For people actually interested, and surprisingly there's a few of you: no, I haven't but I'm going to have to before long. In the meantime there must be more compelling films you could watch than this trainwreck.

OP posts:
underthelights · 24/01/2025 19:14

Go for it OP! Then tell us how it went :)

Hysterectomynext · 24/01/2025 19:18

Niddster · 24/01/2025 18:54

Why are you assuming she's attractive?

Well what do you think attractive means then? You’ve described being attracted

so now you’re saying she ain’t all that?

I’m extremely friendly to people. I’m a fun person.
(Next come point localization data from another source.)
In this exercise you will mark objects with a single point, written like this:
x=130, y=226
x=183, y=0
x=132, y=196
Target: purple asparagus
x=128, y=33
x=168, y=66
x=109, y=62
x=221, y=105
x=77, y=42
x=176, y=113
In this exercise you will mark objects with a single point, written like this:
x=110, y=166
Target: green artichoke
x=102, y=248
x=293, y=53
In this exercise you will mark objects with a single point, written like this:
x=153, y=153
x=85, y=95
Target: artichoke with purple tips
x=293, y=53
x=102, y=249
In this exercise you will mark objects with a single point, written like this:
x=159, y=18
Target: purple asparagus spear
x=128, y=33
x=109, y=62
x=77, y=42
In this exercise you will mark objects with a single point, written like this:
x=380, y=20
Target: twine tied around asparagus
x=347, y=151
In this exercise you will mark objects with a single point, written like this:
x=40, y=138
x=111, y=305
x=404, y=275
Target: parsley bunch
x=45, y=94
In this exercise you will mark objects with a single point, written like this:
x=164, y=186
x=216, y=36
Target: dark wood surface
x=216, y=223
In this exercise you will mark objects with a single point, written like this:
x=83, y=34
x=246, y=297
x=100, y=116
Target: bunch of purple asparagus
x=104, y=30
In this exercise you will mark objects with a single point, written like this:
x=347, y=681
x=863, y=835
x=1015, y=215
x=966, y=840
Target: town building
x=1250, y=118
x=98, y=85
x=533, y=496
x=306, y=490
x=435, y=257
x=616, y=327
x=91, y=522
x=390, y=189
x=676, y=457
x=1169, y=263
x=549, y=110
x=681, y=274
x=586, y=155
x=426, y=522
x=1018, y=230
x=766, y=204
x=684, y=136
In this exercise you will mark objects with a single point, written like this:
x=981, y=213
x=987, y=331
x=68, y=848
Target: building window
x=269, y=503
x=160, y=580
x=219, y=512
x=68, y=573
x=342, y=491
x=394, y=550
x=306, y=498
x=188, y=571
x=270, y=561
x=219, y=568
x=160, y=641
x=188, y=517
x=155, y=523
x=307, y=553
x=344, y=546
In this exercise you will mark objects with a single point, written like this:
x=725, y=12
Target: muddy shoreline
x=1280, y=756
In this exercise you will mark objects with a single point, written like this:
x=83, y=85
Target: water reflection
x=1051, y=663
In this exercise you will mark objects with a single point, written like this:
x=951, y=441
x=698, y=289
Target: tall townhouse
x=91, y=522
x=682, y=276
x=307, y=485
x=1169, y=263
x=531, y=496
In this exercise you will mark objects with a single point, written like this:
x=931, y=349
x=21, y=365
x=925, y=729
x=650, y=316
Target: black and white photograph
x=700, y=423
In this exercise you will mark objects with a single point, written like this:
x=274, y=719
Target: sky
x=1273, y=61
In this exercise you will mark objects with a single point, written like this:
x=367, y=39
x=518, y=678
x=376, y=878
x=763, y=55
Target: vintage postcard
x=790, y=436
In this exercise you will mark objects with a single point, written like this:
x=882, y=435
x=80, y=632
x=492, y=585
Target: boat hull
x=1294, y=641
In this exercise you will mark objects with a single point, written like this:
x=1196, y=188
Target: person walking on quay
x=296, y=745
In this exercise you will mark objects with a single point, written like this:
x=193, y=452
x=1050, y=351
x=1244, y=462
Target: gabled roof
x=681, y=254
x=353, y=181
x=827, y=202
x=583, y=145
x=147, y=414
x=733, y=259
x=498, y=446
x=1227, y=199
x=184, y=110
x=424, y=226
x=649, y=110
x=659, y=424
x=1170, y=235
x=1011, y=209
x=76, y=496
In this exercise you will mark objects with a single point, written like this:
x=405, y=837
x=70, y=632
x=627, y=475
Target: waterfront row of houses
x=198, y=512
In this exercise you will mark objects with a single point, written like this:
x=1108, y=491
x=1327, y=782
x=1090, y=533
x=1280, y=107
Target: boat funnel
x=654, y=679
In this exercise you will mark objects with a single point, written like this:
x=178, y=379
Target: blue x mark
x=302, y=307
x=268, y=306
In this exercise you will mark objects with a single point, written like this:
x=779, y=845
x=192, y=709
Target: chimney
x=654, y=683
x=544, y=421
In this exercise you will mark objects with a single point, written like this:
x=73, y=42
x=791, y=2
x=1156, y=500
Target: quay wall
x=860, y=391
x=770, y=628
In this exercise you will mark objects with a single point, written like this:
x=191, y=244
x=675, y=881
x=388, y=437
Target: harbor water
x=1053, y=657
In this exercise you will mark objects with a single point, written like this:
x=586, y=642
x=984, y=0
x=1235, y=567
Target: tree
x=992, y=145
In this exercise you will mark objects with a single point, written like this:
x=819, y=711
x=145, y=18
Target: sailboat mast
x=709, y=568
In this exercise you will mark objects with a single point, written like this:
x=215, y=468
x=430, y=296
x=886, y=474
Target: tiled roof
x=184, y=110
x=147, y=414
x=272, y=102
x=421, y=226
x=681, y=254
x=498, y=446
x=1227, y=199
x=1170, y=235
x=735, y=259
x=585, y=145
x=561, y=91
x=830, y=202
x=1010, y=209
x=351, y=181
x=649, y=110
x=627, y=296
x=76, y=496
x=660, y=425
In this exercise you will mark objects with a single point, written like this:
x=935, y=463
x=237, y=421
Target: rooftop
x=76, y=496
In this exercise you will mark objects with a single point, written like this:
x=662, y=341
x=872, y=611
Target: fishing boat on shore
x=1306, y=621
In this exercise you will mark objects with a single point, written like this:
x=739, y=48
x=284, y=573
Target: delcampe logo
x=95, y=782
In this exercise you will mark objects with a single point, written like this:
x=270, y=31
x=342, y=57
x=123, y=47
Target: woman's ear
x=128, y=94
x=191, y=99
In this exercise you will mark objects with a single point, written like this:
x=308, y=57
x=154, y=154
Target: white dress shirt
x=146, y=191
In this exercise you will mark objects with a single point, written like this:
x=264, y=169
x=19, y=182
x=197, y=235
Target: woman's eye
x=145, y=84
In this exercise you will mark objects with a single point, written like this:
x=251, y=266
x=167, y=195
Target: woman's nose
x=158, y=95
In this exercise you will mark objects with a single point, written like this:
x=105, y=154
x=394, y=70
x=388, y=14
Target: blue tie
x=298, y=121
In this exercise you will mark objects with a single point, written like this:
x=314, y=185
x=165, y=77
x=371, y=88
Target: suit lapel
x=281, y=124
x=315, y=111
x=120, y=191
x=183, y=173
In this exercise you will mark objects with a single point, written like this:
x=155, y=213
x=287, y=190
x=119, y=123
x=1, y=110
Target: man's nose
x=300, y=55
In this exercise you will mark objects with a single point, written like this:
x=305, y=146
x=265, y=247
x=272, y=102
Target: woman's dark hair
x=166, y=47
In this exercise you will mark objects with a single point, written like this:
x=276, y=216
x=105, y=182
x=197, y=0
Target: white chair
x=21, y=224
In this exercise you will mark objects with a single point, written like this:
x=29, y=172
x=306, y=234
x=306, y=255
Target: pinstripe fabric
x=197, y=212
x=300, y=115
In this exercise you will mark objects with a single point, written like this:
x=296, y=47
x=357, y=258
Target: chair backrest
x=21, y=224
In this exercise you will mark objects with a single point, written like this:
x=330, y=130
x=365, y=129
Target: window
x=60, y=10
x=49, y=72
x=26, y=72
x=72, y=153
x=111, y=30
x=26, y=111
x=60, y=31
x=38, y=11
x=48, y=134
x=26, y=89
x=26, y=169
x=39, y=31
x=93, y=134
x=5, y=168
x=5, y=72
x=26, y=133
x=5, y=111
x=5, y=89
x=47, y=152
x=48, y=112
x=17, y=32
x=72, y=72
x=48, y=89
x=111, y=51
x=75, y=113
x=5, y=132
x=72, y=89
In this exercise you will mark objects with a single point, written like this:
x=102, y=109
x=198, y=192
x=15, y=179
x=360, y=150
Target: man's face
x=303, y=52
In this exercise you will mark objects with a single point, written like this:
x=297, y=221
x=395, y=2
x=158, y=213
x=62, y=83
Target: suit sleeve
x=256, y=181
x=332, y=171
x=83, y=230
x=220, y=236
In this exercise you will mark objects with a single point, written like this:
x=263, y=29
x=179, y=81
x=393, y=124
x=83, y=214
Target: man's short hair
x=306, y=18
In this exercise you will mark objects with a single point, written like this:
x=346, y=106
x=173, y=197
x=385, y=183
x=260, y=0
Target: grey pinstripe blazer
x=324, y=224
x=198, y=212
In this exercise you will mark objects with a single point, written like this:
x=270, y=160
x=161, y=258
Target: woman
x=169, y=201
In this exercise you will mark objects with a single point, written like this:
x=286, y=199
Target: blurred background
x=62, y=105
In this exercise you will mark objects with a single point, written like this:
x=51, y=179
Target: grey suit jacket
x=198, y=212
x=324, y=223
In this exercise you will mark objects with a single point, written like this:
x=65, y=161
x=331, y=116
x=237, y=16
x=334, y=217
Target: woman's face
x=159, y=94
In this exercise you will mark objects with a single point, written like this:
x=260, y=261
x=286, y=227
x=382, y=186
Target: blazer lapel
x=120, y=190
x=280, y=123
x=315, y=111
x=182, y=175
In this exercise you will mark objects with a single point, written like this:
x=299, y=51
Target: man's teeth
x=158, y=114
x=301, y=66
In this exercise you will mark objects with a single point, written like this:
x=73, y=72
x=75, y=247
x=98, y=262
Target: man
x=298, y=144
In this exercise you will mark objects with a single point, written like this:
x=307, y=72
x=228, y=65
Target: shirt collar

I cannot stand it when men think this means I’m interested in them ‘romantically’ this used to happen to me a lot when I was younger and I was never flattered

Hysterectomynext · 24/01/2025 19:19

Niddster · 24/01/2025 18:58

For people actually interested, and surprisingly there's a few of you: no, I haven't but I'm going to have to before long. In the meantime there must be more compelling films you could watch than this trainwreck.

You really don’t have to

crockofshite · 24/01/2025 19:39

Niddster · 24/01/2025 18:58

For people actually interested, and surprisingly there's a few of you: no, I haven't but I'm going to have to before long. In the meantime there must be more compelling films you could watch than this trainwreck.

Good luck, I hope you get a good result.

Please let us know what happens, I'm invested.

Ps - you sound lovely interesting clever and funny 😜

Niddster · 24/01/2025 19:52

UnicornWorld · 24/01/2025 18:58

I haven't posted a situation that nobody can answer and then argued or made flippant comments to every post. No.

The fact that nobody can answer (though they can) is precisely my point. I want to talk about it, not take a vote on my future actions. Although, let's be clear, my post was never about asking her out or "approaching" her. It was polling the hive mind on whether she seemed interested or not, and naturally that's led to recommending I ask her out.

I am flippant to people who merit flippancy. As is the way of things.

OP posts:
Niddster · 24/01/2025 19:54

Hysterectomynext · 24/01/2025 19:19

You really don’t have to

Well, no. No-one has to do anything. But within that understanding, if I'm going to have a peaceful mind in the near future, I have to ask her out and find out one way or another. I'm sure someone will interpret this phrasing poorly.

OP posts:
Niddster · 24/01/2025 20:04

Hysterectomynext · 24/01/2025 19:18

Well what do you think attractive means then? You’ve described being attracted

so now you’re saying she ain’t all that?

I’m extremely friendly to people. I’m a fun person. I cannot stand it when men think this means I’m interested in them ‘romantically’ this used to happen to me a lot when I was younger and I was never flattered

I know that being attracted to someone is not necessarily due to their looks, attractive or otherwise, and since you reference your past of being pestered due to being formerly attractive it seemed a point worth making. Sure, she's all that, whatever that means; but this isn't me pestering on the basis of surface attraction.

OP posts:
Niddster · 24/01/2025 20:04

crockofshite · 24/01/2025 19:39

Good luck, I hope you get a good result.

Please let us know what happens, I'm invested.

Ps - you sound lovely interesting clever and funny 😜

Oh I'm a nightmare

OP posts:
UnicornWorld · 24/01/2025 20:28

Niddster · 24/01/2025 20:04

I know that being attracted to someone is not necessarily due to their looks, attractive or otherwise, and since you reference your past of being pestered due to being formerly attractive it seemed a point worth making. Sure, she's all that, whatever that means; but this isn't me pestering on the basis of surface attraction.

It would need to be some attraction, since beyond her polite customer service persona, you don't actually know her.